Removing pyenv-managed versions
pyenv is the cleanest case because it is designed for exactly this:
# Remove one version
pyenv uninstall 3.10.13
# Or delete the directory directly
rm -rf ~/.pyenv/versions/3.10.13
To remove pyenv entirely, delete ~/.pyenv and strip the pyenv init lines from your shell profile (~/.zshrc or ~/.bash_profile).

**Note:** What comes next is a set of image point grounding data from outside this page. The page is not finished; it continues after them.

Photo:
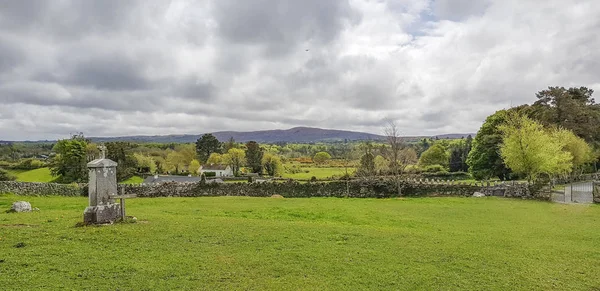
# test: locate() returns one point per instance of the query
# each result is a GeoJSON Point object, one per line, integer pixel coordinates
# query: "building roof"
{"type": "Point", "coordinates": [164, 179]}
{"type": "Point", "coordinates": [214, 167]}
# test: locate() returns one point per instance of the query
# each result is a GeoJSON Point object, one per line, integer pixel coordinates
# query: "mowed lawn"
{"type": "Point", "coordinates": [229, 243]}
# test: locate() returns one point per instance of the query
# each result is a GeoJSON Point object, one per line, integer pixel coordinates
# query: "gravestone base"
{"type": "Point", "coordinates": [102, 214]}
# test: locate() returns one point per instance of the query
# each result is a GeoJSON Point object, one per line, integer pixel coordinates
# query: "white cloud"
{"type": "Point", "coordinates": [160, 67]}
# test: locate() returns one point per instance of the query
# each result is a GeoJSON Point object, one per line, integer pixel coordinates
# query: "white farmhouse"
{"type": "Point", "coordinates": [219, 170]}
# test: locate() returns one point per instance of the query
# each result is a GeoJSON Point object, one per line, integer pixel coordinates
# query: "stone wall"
{"type": "Point", "coordinates": [42, 189]}
{"type": "Point", "coordinates": [596, 192]}
{"type": "Point", "coordinates": [359, 189]}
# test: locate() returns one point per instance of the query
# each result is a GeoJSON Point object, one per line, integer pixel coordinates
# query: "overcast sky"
{"type": "Point", "coordinates": [108, 68]}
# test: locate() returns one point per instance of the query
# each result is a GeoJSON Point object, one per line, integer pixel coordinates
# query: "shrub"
{"type": "Point", "coordinates": [448, 175]}
{"type": "Point", "coordinates": [412, 169]}
{"type": "Point", "coordinates": [433, 169]}
{"type": "Point", "coordinates": [29, 164]}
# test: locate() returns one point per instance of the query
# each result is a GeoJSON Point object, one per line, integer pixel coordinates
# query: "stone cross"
{"type": "Point", "coordinates": [102, 186]}
{"type": "Point", "coordinates": [102, 149]}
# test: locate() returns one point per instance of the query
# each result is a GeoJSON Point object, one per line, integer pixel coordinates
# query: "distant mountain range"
{"type": "Point", "coordinates": [292, 135]}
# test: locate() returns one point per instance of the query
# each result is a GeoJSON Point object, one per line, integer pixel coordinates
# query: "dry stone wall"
{"type": "Point", "coordinates": [357, 189]}
{"type": "Point", "coordinates": [42, 189]}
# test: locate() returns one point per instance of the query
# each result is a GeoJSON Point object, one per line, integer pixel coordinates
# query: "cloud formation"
{"type": "Point", "coordinates": [114, 67]}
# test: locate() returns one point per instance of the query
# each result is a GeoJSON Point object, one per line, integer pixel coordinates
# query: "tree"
{"type": "Point", "coordinates": [321, 158]}
{"type": "Point", "coordinates": [423, 145]}
{"type": "Point", "coordinates": [573, 109]}
{"type": "Point", "coordinates": [484, 159]}
{"type": "Point", "coordinates": [527, 148]}
{"type": "Point", "coordinates": [194, 167]}
{"type": "Point", "coordinates": [6, 176]}
{"type": "Point", "coordinates": [272, 164]}
{"type": "Point", "coordinates": [381, 165]}
{"type": "Point", "coordinates": [215, 159]}
{"type": "Point", "coordinates": [459, 152]}
{"type": "Point", "coordinates": [121, 152]}
{"type": "Point", "coordinates": [367, 161]}
{"type": "Point", "coordinates": [175, 162]}
{"type": "Point", "coordinates": [188, 152]}
{"type": "Point", "coordinates": [580, 151]}
{"type": "Point", "coordinates": [146, 164]}
{"type": "Point", "coordinates": [70, 161]}
{"type": "Point", "coordinates": [207, 145]}
{"type": "Point", "coordinates": [407, 156]}
{"type": "Point", "coordinates": [435, 155]}
{"type": "Point", "coordinates": [230, 144]}
{"type": "Point", "coordinates": [236, 159]}
{"type": "Point", "coordinates": [395, 144]}
{"type": "Point", "coordinates": [254, 156]}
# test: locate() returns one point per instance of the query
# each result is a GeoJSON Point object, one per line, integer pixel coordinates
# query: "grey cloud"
{"type": "Point", "coordinates": [280, 26]}
{"type": "Point", "coordinates": [162, 67]}
{"type": "Point", "coordinates": [10, 56]}
{"type": "Point", "coordinates": [457, 10]}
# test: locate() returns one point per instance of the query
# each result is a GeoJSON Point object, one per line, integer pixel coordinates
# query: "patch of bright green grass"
{"type": "Point", "coordinates": [134, 180]}
{"type": "Point", "coordinates": [38, 175]}
{"type": "Point", "coordinates": [240, 243]}
{"type": "Point", "coordinates": [318, 172]}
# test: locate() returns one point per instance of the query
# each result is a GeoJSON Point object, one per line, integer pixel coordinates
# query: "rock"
{"type": "Point", "coordinates": [21, 206]}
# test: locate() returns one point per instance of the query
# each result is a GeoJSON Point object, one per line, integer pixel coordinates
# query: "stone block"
{"type": "Point", "coordinates": [101, 214]}
{"type": "Point", "coordinates": [21, 206]}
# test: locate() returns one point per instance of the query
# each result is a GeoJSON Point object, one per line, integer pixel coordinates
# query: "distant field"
{"type": "Point", "coordinates": [319, 173]}
{"type": "Point", "coordinates": [134, 180]}
{"type": "Point", "coordinates": [37, 175]}
{"type": "Point", "coordinates": [242, 243]}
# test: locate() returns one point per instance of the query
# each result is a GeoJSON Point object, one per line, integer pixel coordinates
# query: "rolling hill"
{"type": "Point", "coordinates": [296, 134]}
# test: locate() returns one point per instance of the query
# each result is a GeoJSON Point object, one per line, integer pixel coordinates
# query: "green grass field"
{"type": "Point", "coordinates": [37, 175]}
{"type": "Point", "coordinates": [134, 180]}
{"type": "Point", "coordinates": [225, 243]}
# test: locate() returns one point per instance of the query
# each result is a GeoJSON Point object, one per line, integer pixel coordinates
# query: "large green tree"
{"type": "Point", "coordinates": [254, 156]}
{"type": "Point", "coordinates": [573, 109]}
{"type": "Point", "coordinates": [272, 164]}
{"type": "Point", "coordinates": [207, 145]}
{"type": "Point", "coordinates": [122, 153]}
{"type": "Point", "coordinates": [435, 155]}
{"type": "Point", "coordinates": [484, 159]}
{"type": "Point", "coordinates": [527, 148]}
{"type": "Point", "coordinates": [70, 161]}
{"type": "Point", "coordinates": [235, 158]}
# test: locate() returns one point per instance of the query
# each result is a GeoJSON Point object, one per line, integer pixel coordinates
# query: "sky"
{"type": "Point", "coordinates": [114, 68]}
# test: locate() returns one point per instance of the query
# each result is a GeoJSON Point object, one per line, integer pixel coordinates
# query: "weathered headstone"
{"type": "Point", "coordinates": [102, 184]}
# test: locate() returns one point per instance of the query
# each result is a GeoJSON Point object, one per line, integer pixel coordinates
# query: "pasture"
{"type": "Point", "coordinates": [224, 243]}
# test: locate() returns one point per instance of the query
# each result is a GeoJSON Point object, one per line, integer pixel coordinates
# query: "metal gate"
{"type": "Point", "coordinates": [579, 192]}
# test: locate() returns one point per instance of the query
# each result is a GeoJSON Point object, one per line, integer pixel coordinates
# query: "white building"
{"type": "Point", "coordinates": [219, 170]}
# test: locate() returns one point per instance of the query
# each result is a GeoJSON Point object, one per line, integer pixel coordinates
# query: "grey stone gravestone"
{"type": "Point", "coordinates": [102, 185]}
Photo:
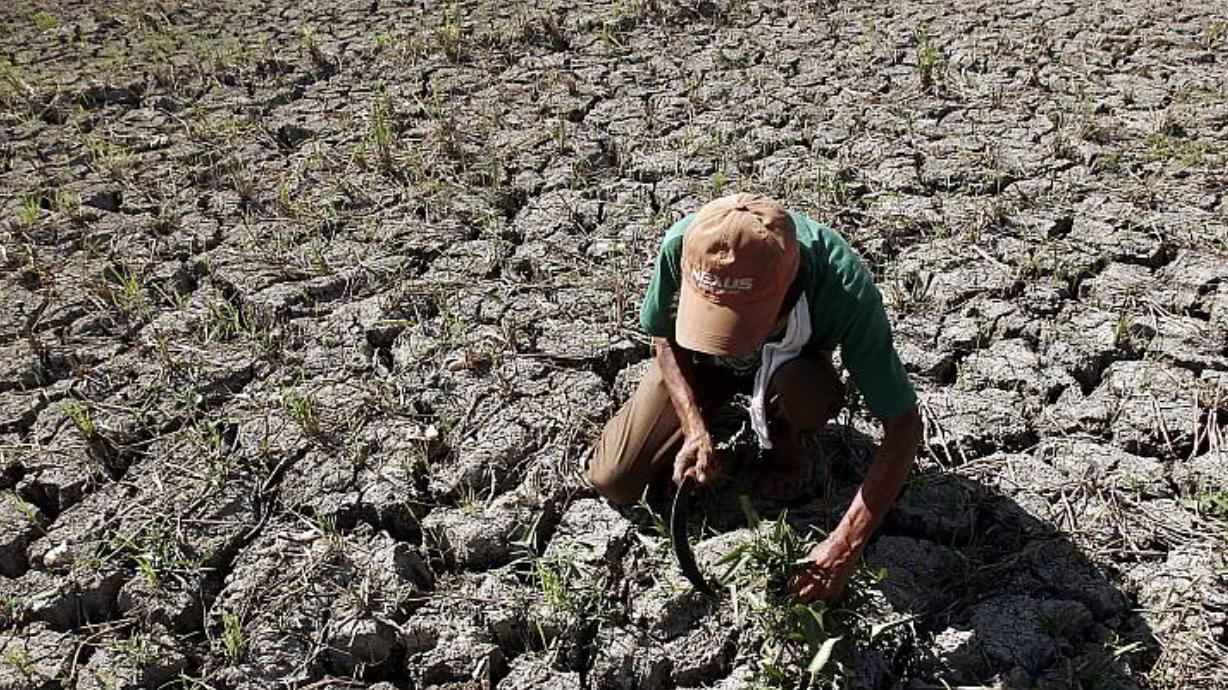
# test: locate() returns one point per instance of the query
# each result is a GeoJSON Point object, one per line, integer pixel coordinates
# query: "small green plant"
{"type": "Point", "coordinates": [565, 588]}
{"type": "Point", "coordinates": [109, 157]}
{"type": "Point", "coordinates": [450, 36]}
{"type": "Point", "coordinates": [931, 60]}
{"type": "Point", "coordinates": [1213, 505]}
{"type": "Point", "coordinates": [20, 661]}
{"type": "Point", "coordinates": [130, 297]}
{"type": "Point", "coordinates": [330, 531]}
{"type": "Point", "coordinates": [31, 211]}
{"type": "Point", "coordinates": [25, 507]}
{"type": "Point", "coordinates": [233, 637]}
{"type": "Point", "coordinates": [310, 39]}
{"type": "Point", "coordinates": [46, 21]}
{"type": "Point", "coordinates": [1213, 32]}
{"type": "Point", "coordinates": [82, 418]}
{"type": "Point", "coordinates": [800, 641]}
{"type": "Point", "coordinates": [1121, 332]}
{"type": "Point", "coordinates": [382, 136]}
{"type": "Point", "coordinates": [302, 409]}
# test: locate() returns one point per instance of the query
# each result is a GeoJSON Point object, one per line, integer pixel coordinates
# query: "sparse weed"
{"type": "Point", "coordinates": [1212, 505]}
{"type": "Point", "coordinates": [302, 409]}
{"type": "Point", "coordinates": [328, 527]}
{"type": "Point", "coordinates": [19, 659]}
{"type": "Point", "coordinates": [233, 637]}
{"type": "Point", "coordinates": [82, 418]}
{"type": "Point", "coordinates": [46, 21]}
{"type": "Point", "coordinates": [157, 555]}
{"type": "Point", "coordinates": [931, 59]}
{"type": "Point", "coordinates": [1121, 332]}
{"type": "Point", "coordinates": [25, 507]}
{"type": "Point", "coordinates": [1213, 33]}
{"type": "Point", "coordinates": [109, 157]}
{"type": "Point", "coordinates": [565, 588]}
{"type": "Point", "coordinates": [31, 211]}
{"type": "Point", "coordinates": [798, 640]}
{"type": "Point", "coordinates": [227, 321]}
{"type": "Point", "coordinates": [382, 136]}
{"type": "Point", "coordinates": [450, 36]}
{"type": "Point", "coordinates": [310, 39]}
{"type": "Point", "coordinates": [130, 298]}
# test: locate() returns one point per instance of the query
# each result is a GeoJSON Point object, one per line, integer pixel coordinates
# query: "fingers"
{"type": "Point", "coordinates": [811, 583]}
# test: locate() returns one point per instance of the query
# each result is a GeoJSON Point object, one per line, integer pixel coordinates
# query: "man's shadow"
{"type": "Point", "coordinates": [983, 591]}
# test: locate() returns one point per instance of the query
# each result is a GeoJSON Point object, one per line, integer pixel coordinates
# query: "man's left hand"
{"type": "Point", "coordinates": [825, 572]}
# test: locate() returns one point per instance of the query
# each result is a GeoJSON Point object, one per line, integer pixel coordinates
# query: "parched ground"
{"type": "Point", "coordinates": [310, 311]}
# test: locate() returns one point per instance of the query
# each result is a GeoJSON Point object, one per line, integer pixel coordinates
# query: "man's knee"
{"type": "Point", "coordinates": [613, 485]}
{"type": "Point", "coordinates": [808, 392]}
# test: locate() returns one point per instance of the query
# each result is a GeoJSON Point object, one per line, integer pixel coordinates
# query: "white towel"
{"type": "Point", "coordinates": [797, 334]}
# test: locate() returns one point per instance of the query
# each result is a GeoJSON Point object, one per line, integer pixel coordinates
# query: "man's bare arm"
{"type": "Point", "coordinates": [678, 376]}
{"type": "Point", "coordinates": [833, 561]}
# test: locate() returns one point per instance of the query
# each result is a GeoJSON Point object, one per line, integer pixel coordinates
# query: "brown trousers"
{"type": "Point", "coordinates": [640, 442]}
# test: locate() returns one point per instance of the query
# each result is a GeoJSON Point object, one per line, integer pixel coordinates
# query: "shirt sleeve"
{"type": "Point", "coordinates": [660, 306]}
{"type": "Point", "coordinates": [873, 364]}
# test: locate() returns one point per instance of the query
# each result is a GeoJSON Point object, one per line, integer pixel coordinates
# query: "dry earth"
{"type": "Point", "coordinates": [310, 312]}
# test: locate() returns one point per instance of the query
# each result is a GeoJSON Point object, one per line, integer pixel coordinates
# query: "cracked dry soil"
{"type": "Point", "coordinates": [310, 312]}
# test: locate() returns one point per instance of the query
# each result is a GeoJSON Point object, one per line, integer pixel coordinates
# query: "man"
{"type": "Point", "coordinates": [749, 296]}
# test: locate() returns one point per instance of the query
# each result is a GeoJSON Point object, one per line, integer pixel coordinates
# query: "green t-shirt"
{"type": "Point", "coordinates": [846, 311]}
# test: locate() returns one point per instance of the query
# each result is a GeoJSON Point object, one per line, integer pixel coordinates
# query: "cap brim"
{"type": "Point", "coordinates": [722, 330]}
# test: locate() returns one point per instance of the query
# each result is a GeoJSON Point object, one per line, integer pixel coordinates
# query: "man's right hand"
{"type": "Point", "coordinates": [696, 458]}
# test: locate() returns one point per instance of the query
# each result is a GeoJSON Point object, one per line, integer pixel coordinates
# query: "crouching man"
{"type": "Point", "coordinates": [748, 297]}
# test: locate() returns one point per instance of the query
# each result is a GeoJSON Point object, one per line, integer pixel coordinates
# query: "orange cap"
{"type": "Point", "coordinates": [739, 258]}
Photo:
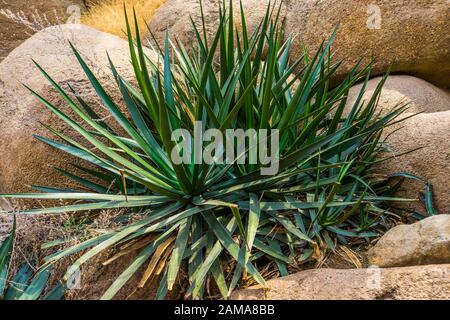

Clean up PATH and shell config
After removing interpreters, stale PATH entries and aliases can leave you with commands that point at deleted binaries. Open your shell profile and remove lines that reference paths you just deleted:
# Inspect what your shell adds
grep -nE 'python|pyenv|Python.framework' ~/.zshrc ~/.bash_profile ~/.profile 2>/dev/null
Delete or fix the offending lines, then open a fresh terminal and re-run which -a python3 to confirm you are left only with the interpreters you intended to keep. Also clear per-user package caches if you want the space back: rm -rf ~/Library/Caches/pip.
The security payoff
Why bother beyond tidiness? Every Python you keep is a runtime whose standard library and bundled pip/setuptools age. An interpreter you forgot about will not get security updates, and tooling that shells out to "python3" might silently pick the oldest one on your PATH. Keeping a single, current, maintained Python (plus pyenv if you need multiple deliberately) reduces the number of unpatched runtimes an attacker could leverage if they land code execution on your box. Fewer, current interpreters is the same principle as trimming unused dependencies — less to keep patched, less to go wrong.
FAQ
Will uninstalling Python break my Mac?
Only if you delete the system Python at /usr/bin/python3 or anything under /System. macOS relies on it. Remove only the Pythons you installed yourself via python.org, Homebrew, or pyenv, and your Mac stays healthy.
How do I know which Python is safe to remove?
Run which -a python3 and check the paths. /usr/bin and /System are Apple's — leave them. /Library/Frameworks/Python.framework is python.org, /opt/homebrew or /usr/local is Homebrew, and ~/.pyenv is pyenv. Those three you may remove with the matching method.
How do I completely remove a python.org installation?
Delete the versioned framework folder under /Library/Frameworks/Python.framework/Versions/, remove its /Applications folder, and clean the broken symlinks it left in /usr/local/bin. Do this per version and then verify with which -a python3.
Why remove old Python versions at all?
Old interpreters stop getting security updates, and their bundled pip and standard library age. Tools that call "python3" may silently use the oldest one on your PATH. Keeping one current, maintained Python reduces unpatched runtimes on your machine.